Monday, July 2, 2012

The Abandoned Lands...A Journey Through the Colorado Plateau: Beginnings

The soil. And water. It's everything.

No matter how many toys we invent, the cars, the computers, the planes, all the things we call the necessities of life, without soil we are done for. Without water, life withers away. We all depend on it, no matter how far removed from the land we have become.
Central Valley and Coast Ranges from near New Hogan Reservoir
The land that is my home, the Central Valley of California, is not likely to be abandoned any time soon. The soil may be buried under the thousands of suburban houses constructed in the last few decades, but it will reappear and eventually it will be tilled again. Global warming may alter the climate of my nearby Sierra Nevada, superfires may remove the forests, but the valley will always have some water, and some kind of growth will always be possible. This is not the kind of place that humans will ever totally abandon, short of some kind of nuclear holocaust.
Canyonlands National Park from Grandview Point
The Colorado Plateau and the desert lands that surround it are different. Life is always on the edge. There is soil here and there, and water exists in some places, but much of the plateau is barren rock. Life is subject to the vagaries of drought and heat and wind. Life is not easy...

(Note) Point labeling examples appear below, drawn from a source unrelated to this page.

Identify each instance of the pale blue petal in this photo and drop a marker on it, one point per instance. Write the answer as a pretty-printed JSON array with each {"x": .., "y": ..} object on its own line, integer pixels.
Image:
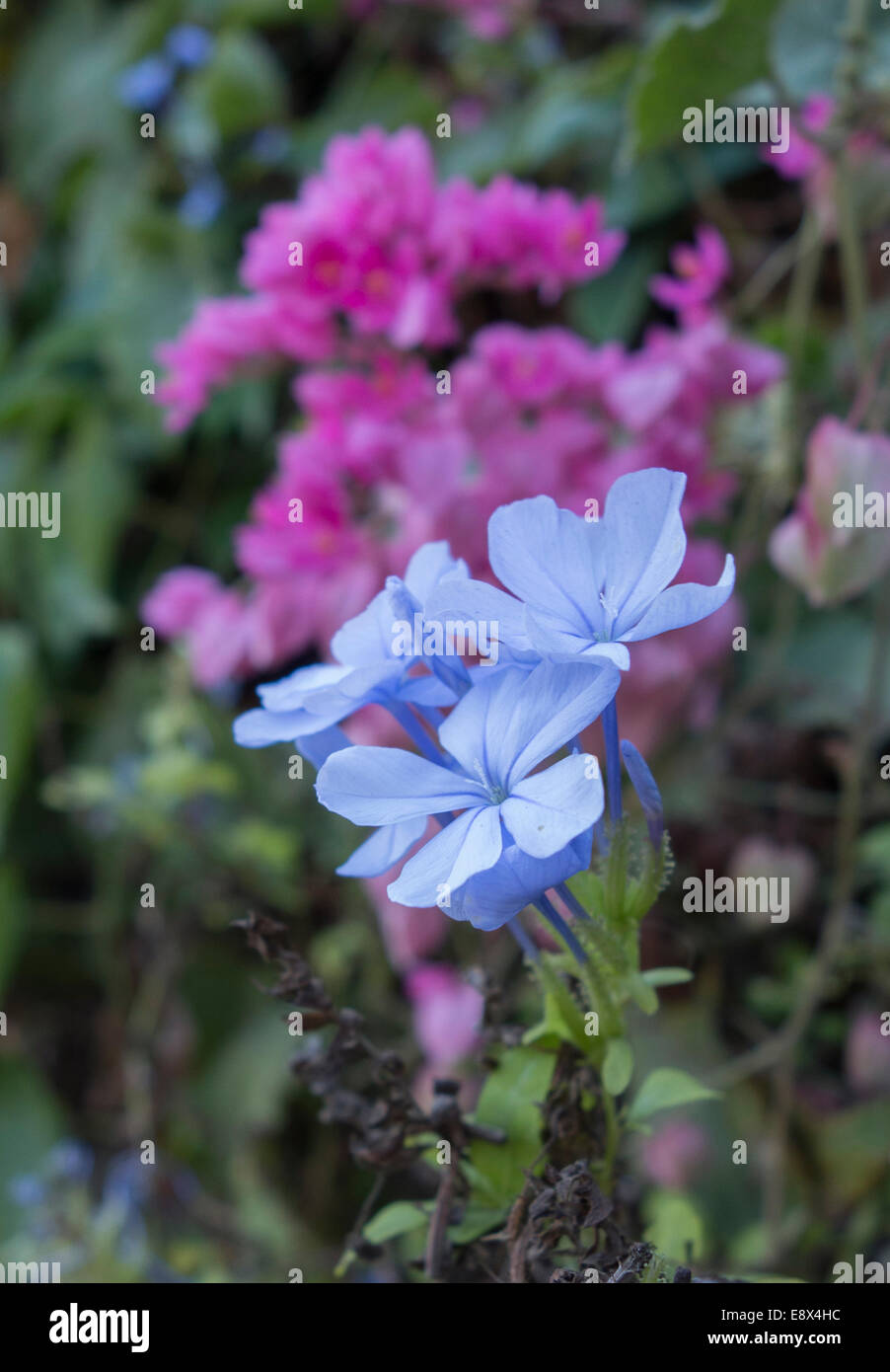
[
  {"x": 559, "y": 647},
  {"x": 685, "y": 604},
  {"x": 494, "y": 896},
  {"x": 366, "y": 639},
  {"x": 429, "y": 566},
  {"x": 510, "y": 722},
  {"x": 260, "y": 727},
  {"x": 546, "y": 811},
  {"x": 643, "y": 542},
  {"x": 384, "y": 848},
  {"x": 479, "y": 602},
  {"x": 389, "y": 785},
  {"x": 425, "y": 690},
  {"x": 428, "y": 877},
  {"x": 552, "y": 560},
  {"x": 317, "y": 748},
  {"x": 558, "y": 701},
  {"x": 292, "y": 692}
]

I know I am being dramatic, but this was on my mind as we set out on our two-week journey across the plateau. We drove through 200 miles of the Great Valley, watching the land change from savannah to desert, where agriculture was only possible because of vast transfers of water from wetter climates to the north. We turned east at Bakersfield and crossed the Sierra Nevada at Tehachapi Pass into an even drier climate, the Mojave Desert. It was a hot day, hot as blazes. We were comfortable in our air-conditioned vans, and were making good progress. In my last post, I mentioned how cities were possible out here only because of the vast transfer of energy and supplies from other places. A bad accident and the subsequent back-up of traffic was a reminder of just how much material moves across these roads each day. It takes a lot to maintain our chosen standard of living. While we were stuck, the van's cooling systems were strained to the limit, and the thin boundary between us and the inferno outside narrowed.
It was inconvenient, the long wait, but for others it was tragic, a truly terrible accident. Having seen the cars involved, it was hard to believe that everyone survived, but there were serious injuries. The accident was a shock, but we needed to change gears and start the learning process. Because of the time delay, we found it necessary to change our itinerary, and instead of visiting Rainbow Basin, we pulled into the parking lot at Calico Ghost Town near Barstow. .

A parking lot? How much can be learned in a parking lot? Well, the parking lot at Calico is a place apart; check it out!
Calico was an important silver mining district in the 1880's and 1890's, and in the early 1900's it was a source of borate minerals. The minerals played out and the town was abandoned. Years later, Walter Knott took some of the buildings to Buena Park and rebuilt them into the core of Knott's Berry Farm. The remaining buildings were ultimately given to San Bernardino County for development as a park.
We weren't interested in the shops and boutiques up on the hill; we were drawn to the marvelous folds in the parking area. Textbook examples of anticlines and synclines were present in Miocene terrestrial sediments of the Barstow and Jackhammer formations. This was a place to learn the basics of geology: formations, sedimentary environments, structural geology, and sedimentary rock identification.
There are excellent examples of sedimentary structures like mudcracks and ripplemarks. They aren't common in the parking lot, but fossils elsewhere in the formation reveal an ancient savannah environment occupied by the early ancestors of camels, horses, antelope, elephants, sabertooth cats, dogs, and bears.
For our anthropology students, there was a nineteenth-century trash dump on the other side of the parking lot. We did a quick exercise in dating of cultural sites.
So, in a parking lot we laid the groundwork for understanding the basics of our respective sciences as we journeyed further into the desert's interior.The hour was late, and we had several hours of driving to get to our camp in the Mojave National Preserve. We packed into our vans and moved down the road.

Here is the explanation of my "abandonment" theme for this series:


Kea Giles said...

Awesome photos - esp. of the folds.

Hollis said...

I didn't know about the Calico parking lot, I will check it out, thanks! OTOH I know that stretch of 58 too well, I hate it.